製品ができるまで

伝統のレンズを、
現代のテクノロジーで進化させる。

3ラインあるSIGMAのレンズラインナップ。なかでも、光学性能を重要視した「Artライン」における、単焦点レンズの拡充。そして、少し距離を置いたポートレートに適しているといわれる伝統的な焦点距離135mm。その2つの視点が本製品の開発のきっかけです。クラシックなスペックのレンズを現代のテクノロジーでアップデートし、いままでにない性能を加え進化させることを目指しました。
私たちがこだわったのは、ズームレンズでは実現できない圧倒的な表現力。このレンズでしか撮ることのできない写真をイメージしながら設計。開発現場では主設計担当者以外でも設計データを共有し、日々意見が飛び交い、多くの視点がこの製品をより良くしてきました。その開発現場、そしてその発展的な情報共有が、現代に135mm F1.8という新たな製品を実現しました。

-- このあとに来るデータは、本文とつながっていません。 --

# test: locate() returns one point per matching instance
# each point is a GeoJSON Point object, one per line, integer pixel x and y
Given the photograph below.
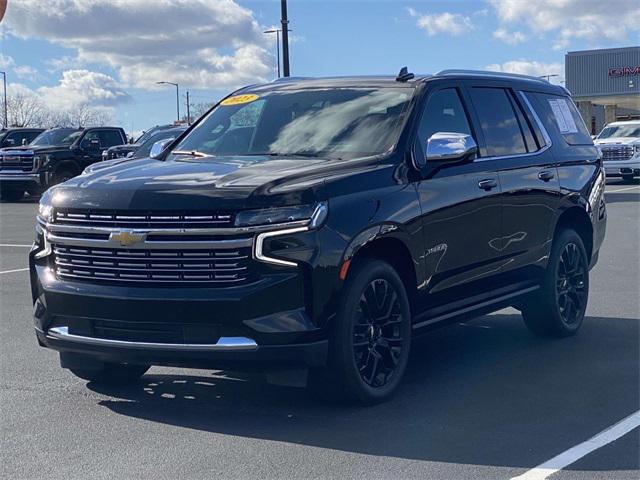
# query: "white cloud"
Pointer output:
{"type": "Point", "coordinates": [511, 38]}
{"type": "Point", "coordinates": [84, 87]}
{"type": "Point", "coordinates": [6, 62]}
{"type": "Point", "coordinates": [26, 72]}
{"type": "Point", "coordinates": [442, 23]}
{"type": "Point", "coordinates": [590, 20]}
{"type": "Point", "coordinates": [533, 68]}
{"type": "Point", "coordinates": [200, 43]}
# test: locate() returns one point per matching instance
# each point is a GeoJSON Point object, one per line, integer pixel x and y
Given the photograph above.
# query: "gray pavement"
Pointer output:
{"type": "Point", "coordinates": [483, 399]}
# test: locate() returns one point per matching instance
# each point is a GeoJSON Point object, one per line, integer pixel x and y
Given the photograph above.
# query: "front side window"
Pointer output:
{"type": "Point", "coordinates": [63, 136]}
{"type": "Point", "coordinates": [498, 122]}
{"type": "Point", "coordinates": [443, 113]}
{"type": "Point", "coordinates": [620, 131]}
{"type": "Point", "coordinates": [315, 122]}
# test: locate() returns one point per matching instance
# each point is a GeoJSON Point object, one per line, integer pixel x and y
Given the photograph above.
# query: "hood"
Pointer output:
{"type": "Point", "coordinates": [203, 183]}
{"type": "Point", "coordinates": [618, 141]}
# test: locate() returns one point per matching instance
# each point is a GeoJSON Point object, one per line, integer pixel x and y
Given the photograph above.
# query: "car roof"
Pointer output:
{"type": "Point", "coordinates": [624, 122]}
{"type": "Point", "coordinates": [516, 80]}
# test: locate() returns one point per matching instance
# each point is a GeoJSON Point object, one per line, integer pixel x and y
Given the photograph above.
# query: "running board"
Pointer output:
{"type": "Point", "coordinates": [477, 306]}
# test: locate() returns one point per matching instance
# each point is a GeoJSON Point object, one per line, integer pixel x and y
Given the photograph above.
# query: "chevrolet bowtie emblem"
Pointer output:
{"type": "Point", "coordinates": [127, 237]}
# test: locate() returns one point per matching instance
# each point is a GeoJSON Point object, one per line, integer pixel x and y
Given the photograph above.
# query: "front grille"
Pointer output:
{"type": "Point", "coordinates": [221, 267]}
{"type": "Point", "coordinates": [20, 163]}
{"type": "Point", "coordinates": [617, 153]}
{"type": "Point", "coordinates": [138, 219]}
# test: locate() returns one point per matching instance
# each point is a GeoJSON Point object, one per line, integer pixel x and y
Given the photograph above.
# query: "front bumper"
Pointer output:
{"type": "Point", "coordinates": [248, 327]}
{"type": "Point", "coordinates": [627, 167]}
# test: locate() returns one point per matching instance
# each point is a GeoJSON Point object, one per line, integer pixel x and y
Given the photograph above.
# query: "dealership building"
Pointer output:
{"type": "Point", "coordinates": [605, 84]}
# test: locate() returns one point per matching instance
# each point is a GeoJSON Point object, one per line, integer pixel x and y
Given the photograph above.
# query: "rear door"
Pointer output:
{"type": "Point", "coordinates": [461, 208]}
{"type": "Point", "coordinates": [528, 177]}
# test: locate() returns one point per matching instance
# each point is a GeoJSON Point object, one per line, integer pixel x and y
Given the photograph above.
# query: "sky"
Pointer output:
{"type": "Point", "coordinates": [110, 54]}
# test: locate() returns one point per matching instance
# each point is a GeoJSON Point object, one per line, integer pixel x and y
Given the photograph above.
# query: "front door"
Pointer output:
{"type": "Point", "coordinates": [461, 210]}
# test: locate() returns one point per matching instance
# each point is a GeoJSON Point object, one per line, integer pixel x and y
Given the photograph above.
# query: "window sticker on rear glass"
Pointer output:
{"type": "Point", "coordinates": [564, 119]}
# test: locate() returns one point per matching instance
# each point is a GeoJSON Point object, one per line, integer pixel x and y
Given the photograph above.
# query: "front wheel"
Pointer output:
{"type": "Point", "coordinates": [112, 373]}
{"type": "Point", "coordinates": [558, 308]}
{"type": "Point", "coordinates": [372, 334]}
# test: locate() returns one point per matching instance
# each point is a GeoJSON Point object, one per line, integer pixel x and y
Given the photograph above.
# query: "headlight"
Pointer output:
{"type": "Point", "coordinates": [272, 216]}
{"type": "Point", "coordinates": [45, 212]}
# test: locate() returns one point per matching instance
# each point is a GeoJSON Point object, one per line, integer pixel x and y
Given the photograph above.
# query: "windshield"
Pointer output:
{"type": "Point", "coordinates": [145, 148]}
{"type": "Point", "coordinates": [56, 137]}
{"type": "Point", "coordinates": [147, 135]}
{"type": "Point", "coordinates": [621, 131]}
{"type": "Point", "coordinates": [327, 122]}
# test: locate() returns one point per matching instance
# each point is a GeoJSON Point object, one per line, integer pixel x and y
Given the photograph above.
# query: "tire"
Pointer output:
{"type": "Point", "coordinates": [112, 373]}
{"type": "Point", "coordinates": [558, 308]}
{"type": "Point", "coordinates": [371, 336]}
{"type": "Point", "coordinates": [11, 194]}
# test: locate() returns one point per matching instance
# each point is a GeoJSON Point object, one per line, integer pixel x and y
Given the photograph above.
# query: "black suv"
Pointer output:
{"type": "Point", "coordinates": [18, 137]}
{"type": "Point", "coordinates": [53, 157]}
{"type": "Point", "coordinates": [318, 225]}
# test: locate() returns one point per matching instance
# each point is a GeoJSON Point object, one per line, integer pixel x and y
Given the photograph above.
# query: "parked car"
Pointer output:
{"type": "Point", "coordinates": [144, 150]}
{"type": "Point", "coordinates": [17, 137]}
{"type": "Point", "coordinates": [53, 157]}
{"type": "Point", "coordinates": [318, 225]}
{"type": "Point", "coordinates": [123, 151]}
{"type": "Point", "coordinates": [619, 143]}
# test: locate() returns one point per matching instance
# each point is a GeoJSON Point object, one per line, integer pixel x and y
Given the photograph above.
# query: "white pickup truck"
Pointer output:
{"type": "Point", "coordinates": [619, 143]}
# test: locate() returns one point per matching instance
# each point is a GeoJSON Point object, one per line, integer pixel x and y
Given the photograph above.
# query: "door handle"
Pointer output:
{"type": "Point", "coordinates": [488, 184]}
{"type": "Point", "coordinates": [546, 175]}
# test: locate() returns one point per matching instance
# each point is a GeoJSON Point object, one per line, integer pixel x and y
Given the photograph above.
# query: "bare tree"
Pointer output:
{"type": "Point", "coordinates": [25, 110]}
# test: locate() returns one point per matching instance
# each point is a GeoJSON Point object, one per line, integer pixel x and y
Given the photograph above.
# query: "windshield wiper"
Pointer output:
{"type": "Point", "coordinates": [290, 154]}
{"type": "Point", "coordinates": [191, 153]}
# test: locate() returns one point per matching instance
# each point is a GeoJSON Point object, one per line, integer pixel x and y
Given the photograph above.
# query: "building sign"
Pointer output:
{"type": "Point", "coordinates": [624, 71]}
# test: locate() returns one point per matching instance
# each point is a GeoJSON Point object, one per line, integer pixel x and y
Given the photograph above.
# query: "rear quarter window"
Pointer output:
{"type": "Point", "coordinates": [559, 113]}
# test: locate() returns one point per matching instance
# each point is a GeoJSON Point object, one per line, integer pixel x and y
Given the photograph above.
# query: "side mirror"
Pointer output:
{"type": "Point", "coordinates": [449, 146]}
{"type": "Point", "coordinates": [159, 147]}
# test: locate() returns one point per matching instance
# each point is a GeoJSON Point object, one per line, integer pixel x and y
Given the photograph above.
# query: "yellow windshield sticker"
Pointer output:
{"type": "Point", "coordinates": [239, 99]}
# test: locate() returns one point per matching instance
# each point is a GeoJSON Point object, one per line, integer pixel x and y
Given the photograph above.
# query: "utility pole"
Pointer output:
{"type": "Point", "coordinates": [6, 121]}
{"type": "Point", "coordinates": [188, 110]}
{"type": "Point", "coordinates": [285, 39]}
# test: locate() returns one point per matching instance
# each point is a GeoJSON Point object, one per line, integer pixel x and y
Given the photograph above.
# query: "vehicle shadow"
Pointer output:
{"type": "Point", "coordinates": [482, 393]}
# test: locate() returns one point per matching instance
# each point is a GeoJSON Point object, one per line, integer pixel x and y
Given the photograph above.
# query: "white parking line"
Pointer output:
{"type": "Point", "coordinates": [574, 454]}
{"type": "Point", "coordinates": [621, 189]}
{"type": "Point", "coordinates": [17, 270]}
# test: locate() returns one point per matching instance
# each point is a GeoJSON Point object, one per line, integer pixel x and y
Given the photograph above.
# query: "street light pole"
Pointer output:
{"type": "Point", "coordinates": [277, 32]}
{"type": "Point", "coordinates": [285, 38]}
{"type": "Point", "coordinates": [4, 81]}
{"type": "Point", "coordinates": [177, 96]}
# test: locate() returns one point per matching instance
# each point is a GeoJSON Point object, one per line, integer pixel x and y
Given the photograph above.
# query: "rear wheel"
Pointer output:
{"type": "Point", "coordinates": [558, 308]}
{"type": "Point", "coordinates": [372, 334]}
{"type": "Point", "coordinates": [11, 194]}
{"type": "Point", "coordinates": [112, 373]}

SIGMA 135mm F1.8 DG HSM | Artができるまで

初期検討

いい写真をとるためカメラとは何か、何がユーザーにとって価値となるのかを討議し
製品の実際の設計に入る前の大きな方向性を決める場。

初期検討

開発2部 部長

幸野 朋来

レンズの重さや大きさを考慮し、ユーザーにとってより使い勝手が良いレンズを目指す。
ボケ感と高解像度はトレードオフ。SIGMA 135mm F1.8 DG HSM | Artではマクロでも撮影可能なボケを重視した設計方針とした。

設計

光学設計で構成したレンズ群を収め、駆動させるメカを設計する。
1/100mmにこだわりレンズ性能を高めていく仕事。

機構設計

技術部

廻谷 朋行

一枚一枚のレンズの接地部における面取りの在り方を検討。光学設計の要望と生産技術の要望を一つひとつクリアし精度を高めていく。
SIGMA 135mm F1.8 DG HSM | Artの大きいレンズが倒れない機構設計やメカパーツの軽量化、ゴミが入りにくい機構を設計する。
レンズ自体の性能のみならずメンテナンスを考慮した設計が求められる。

光学設計

開発2部第1課

藤田 健太

レンズ口径や焦点距離をもとにレンズの構成を検討し、収差図などのシミュレーションをもとに
レンズの性能を初期検討で検討したコンセプトへとつなげていく仕事。
どのようなボケ感を出すレンズとするのか、その中でどう解像度をあげるかあらゆるシミュレーションを繰り返す。

電子回路

会津電子技術部第1課

髙野 成喜

レンズの駆動や消費電力などを制御する電子回路基板を設計する仕事。機構設計の担当者と調整し、基板の大きさなども決めていく。
SIGMA 135mm F1.8 DG HSM | Artの電子回路基板は今までのレンズと比べ制約が厳しかった。
日進月歩で小型化が進む中常に新しいアイデアが求められる。

ファームウェア開発

会津電子技術部第2課

渡部 光広

カメラとの通信、レンズの絞りやフォーカスを制御するプログラム・ファームウェアを設計・実装する仕事。
実際にプログラムを組み込んだレンズをもとに、制御方法や動作についてスタッフ同士で意見を交わし
SIGMA 135mm F1.8 DG HSM | Artを理想の動きに近づける。

金型

金型部金型設計ユニット

斎藤 伸也

レンズの機構設計にあわせて、機構設計のCADデータを加工・作成し、実際のパーツの金型をつくる仕事。
設計した金型を現場で成型し、接合部の形状や外観性を生産現場のスタッフとともに確認する。

治工具設計

レンズの生産工程において生産効率性や品質の維持・向上を目的とした工具などをつくる仕事。

治工具設計

生産技術部工機課

卯月 勇人

焦点距離の品質を保ち、レンズの個体差をなくすためにコリメーターを活用し、
インフィニティの焦点位置を合わせ、マウント距離を最適化する工具。
レンズなどの精密機器は擦り合わせ技術が求められている生産現場でもあり、治工具が品質の要となる。

生産技術

量産前の試作レンズの解像度などパフォーマンス評価をし、
設計コンセプトに準じた製品となっているかどうか確かめ、改善すべき点を明らかにする仕事。

生産技術

生産技術部生産技術第1課

臼井 貴大

複数のSIGMA 135mm F1.8 DG HSM | Artの個体差を洗い出し、
パフォーマンス評価が良い製品、改善すべき製品を切り分け評価方法を検討していく。
量産に向けた生産体制へとスムーズに移行するために不良箇所を特定し、
現場に情報を提供し再検証していくといったチームワークが求められる。